From: John Young <jya@pipeline.com>
To: cypherpunks@toad.com
Message Hash: 8ae618a69bf4c210690c0905a350f774db709987c9b9d74b04a01052f42a0532
Message ID: <199602221351.IAA14781@pipe2.nyc.pipeline.com>
Reply To: N/A
UTC Datetime: 1996-02-22 14:11:52 UTC
Raw Date: Thu, 22 Feb 1996 22:11:52 +0800
From: John Young <jya@pipeline.com>
Date: Thu, 22 Feb 1996 22:11:52 +0800
To: cypherpunks@toad.com
Subject: Re: IBM Breakthrough?
Message-ID: <199602221351.IAA14781@pipe2.nyc.pipeline.com>
MIME-Version: 1.0
Content-Type: text/plain
Responding to msg by mpd@netcom.com (Mike Duvos) on Wed, 21 Feb
9:3 PM
>Those wishing to read IBM's explanation of this new
>technology may browse their Web page on Quantum
>Teleportation at...
>
>http://www.research.ibm.com/quantuminfo/teleportation/
Thanks much for your precis and the IBM pointer.

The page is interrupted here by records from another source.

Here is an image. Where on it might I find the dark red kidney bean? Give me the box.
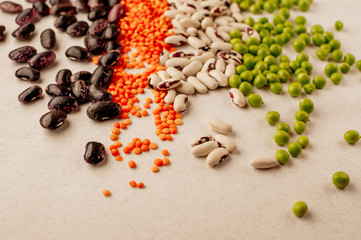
[108,3,125,23]
[11,23,35,41]
[102,24,119,41]
[86,101,122,121]
[54,15,77,32]
[88,84,113,102]
[9,46,37,63]
[84,142,105,165]
[40,110,68,130]
[88,7,110,21]
[50,3,76,16]
[15,67,40,82]
[98,50,120,67]
[29,51,56,70]
[33,1,50,17]
[18,85,43,103]
[0,1,23,13]
[90,66,114,88]
[66,21,89,37]
[70,71,92,84]
[88,18,108,37]
[71,80,89,104]
[55,69,72,87]
[65,46,92,62]
[48,96,78,113]
[45,83,70,96]
[84,35,106,55]
[40,28,56,49]
[15,8,40,25]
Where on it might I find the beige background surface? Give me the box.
[0,0,361,240]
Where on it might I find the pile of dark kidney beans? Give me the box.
[0,0,125,164]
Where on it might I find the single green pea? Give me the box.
[293,121,306,134]
[247,93,264,108]
[312,76,326,89]
[295,110,310,123]
[275,149,290,165]
[297,136,310,148]
[265,111,280,125]
[239,82,252,96]
[330,73,342,85]
[298,98,314,114]
[292,38,306,52]
[335,21,343,31]
[273,130,290,146]
[325,63,338,77]
[343,130,360,144]
[270,83,283,94]
[288,82,302,97]
[288,142,302,157]
[253,74,267,88]
[292,201,308,217]
[303,83,316,94]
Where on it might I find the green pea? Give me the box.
[295,110,310,123]
[239,82,252,96]
[298,98,314,114]
[343,130,360,144]
[325,63,338,77]
[247,93,264,108]
[270,83,283,94]
[288,82,302,97]
[292,38,306,52]
[228,75,242,88]
[265,111,280,125]
[335,21,343,31]
[343,53,356,66]
[253,74,267,88]
[330,73,342,85]
[312,76,326,89]
[293,121,306,134]
[273,130,290,146]
[297,136,310,148]
[292,201,308,217]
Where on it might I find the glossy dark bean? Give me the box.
[9,46,37,63]
[84,142,105,165]
[15,8,40,25]
[0,1,23,13]
[50,3,76,16]
[108,3,125,23]
[55,69,72,87]
[88,7,110,21]
[11,23,35,41]
[90,66,114,88]
[15,67,40,82]
[70,71,92,84]
[66,21,89,37]
[40,28,56,49]
[18,85,43,103]
[65,46,92,62]
[45,83,70,97]
[40,110,68,130]
[86,101,122,121]
[102,24,119,41]
[33,1,50,17]
[88,84,113,102]
[48,96,78,113]
[84,35,106,55]
[88,19,108,37]
[54,15,77,32]
[98,50,120,67]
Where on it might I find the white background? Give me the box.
[0,0,361,240]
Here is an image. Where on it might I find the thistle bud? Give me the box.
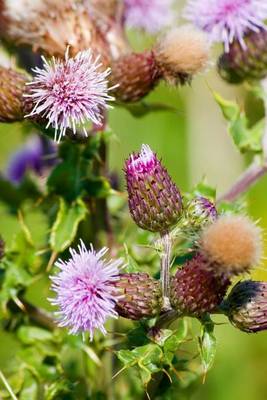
[185,196,218,227]
[221,281,267,333]
[0,236,5,260]
[125,145,182,233]
[218,29,267,83]
[113,273,162,320]
[199,215,262,276]
[171,254,230,317]
[0,67,27,122]
[111,27,209,102]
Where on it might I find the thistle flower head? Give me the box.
[185,0,267,51]
[124,0,173,34]
[224,280,267,333]
[125,145,182,233]
[199,215,262,274]
[0,0,110,61]
[25,50,114,140]
[154,25,210,83]
[114,273,162,320]
[7,136,56,184]
[51,241,121,340]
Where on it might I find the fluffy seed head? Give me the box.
[124,0,174,34]
[199,215,262,274]
[110,51,161,102]
[25,50,114,140]
[125,145,182,233]
[155,25,209,83]
[185,0,267,51]
[221,281,267,333]
[51,241,121,340]
[0,67,28,122]
[0,0,109,61]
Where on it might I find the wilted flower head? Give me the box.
[124,0,173,33]
[7,136,56,184]
[51,241,121,340]
[125,144,182,233]
[25,50,114,140]
[199,215,262,276]
[185,0,267,51]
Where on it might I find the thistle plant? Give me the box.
[0,0,267,400]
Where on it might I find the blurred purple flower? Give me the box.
[6,136,57,185]
[124,0,174,34]
[25,50,114,141]
[185,0,267,52]
[51,241,122,340]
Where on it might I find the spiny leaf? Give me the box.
[213,92,264,153]
[199,319,216,378]
[50,197,87,253]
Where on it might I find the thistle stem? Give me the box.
[160,233,172,311]
[218,78,267,203]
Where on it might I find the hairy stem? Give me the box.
[160,233,172,311]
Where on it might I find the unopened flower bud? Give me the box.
[199,215,262,276]
[218,29,267,83]
[113,273,162,320]
[185,196,218,227]
[0,67,28,122]
[125,145,182,233]
[0,236,5,260]
[171,254,230,317]
[111,26,209,102]
[221,280,267,333]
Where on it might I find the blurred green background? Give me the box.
[0,22,267,400]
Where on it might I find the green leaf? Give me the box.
[19,374,39,400]
[0,260,33,313]
[199,319,216,375]
[83,176,111,198]
[50,198,87,253]
[116,344,164,387]
[163,318,188,365]
[45,379,73,400]
[214,93,264,153]
[17,326,53,344]
[213,92,240,121]
[47,142,86,202]
[191,178,216,201]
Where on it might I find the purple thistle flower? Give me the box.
[125,144,182,233]
[6,136,57,185]
[51,241,122,340]
[124,0,173,34]
[185,0,267,52]
[25,49,114,141]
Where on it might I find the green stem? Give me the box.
[160,233,172,311]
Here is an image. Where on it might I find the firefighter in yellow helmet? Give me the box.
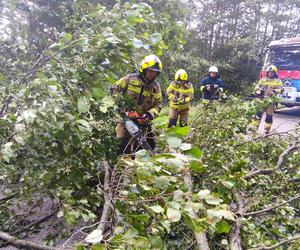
[250,65,283,134]
[167,69,194,128]
[111,55,162,155]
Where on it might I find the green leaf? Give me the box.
[127,14,145,26]
[77,96,90,113]
[207,209,234,221]
[150,205,165,214]
[92,88,106,101]
[168,126,190,136]
[167,208,181,222]
[221,180,235,189]
[150,32,162,44]
[56,210,64,218]
[165,157,185,173]
[128,214,150,223]
[197,189,210,199]
[167,136,182,148]
[190,161,204,174]
[85,229,103,244]
[161,220,171,233]
[216,220,230,234]
[183,215,207,233]
[184,147,202,159]
[204,195,223,205]
[179,143,192,151]
[136,168,151,180]
[61,33,73,42]
[21,109,36,124]
[154,176,170,190]
[76,119,92,133]
[91,244,107,250]
[132,38,144,49]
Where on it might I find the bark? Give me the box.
[0,231,57,250]
[98,162,112,233]
[183,170,209,250]
[248,234,300,250]
[244,195,300,216]
[229,191,245,250]
[244,144,300,179]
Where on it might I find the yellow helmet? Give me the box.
[140,55,162,73]
[175,69,188,81]
[266,65,278,73]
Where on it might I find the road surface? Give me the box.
[259,106,300,133]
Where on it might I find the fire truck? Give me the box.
[259,37,300,107]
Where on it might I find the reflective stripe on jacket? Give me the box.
[111,73,162,118]
[167,81,194,110]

IBM's ad seems inspired by Clarke's "Any sufficiently
advanced technology is indistinguishable from magic."
The teleportation site hiply introduces the topic with
its science fiction ancestry. The site even has a link to
the "goulash" featured in the ad, so the tease is PR for
IBM's magical research explorations.
It was illuminating to read the tie of teleportation to
quantum research -- cryptograpy, communication and who
knows what else burbling in that wizard Watson lab.
Because my Lynx could not get into IBM's "quantum
cryptography," perhaps Blue is onto some Lotus-like
Q-Crypto soon to be teased in ads for cosmos-wide Net
security or surveillance-proof chips and goulash.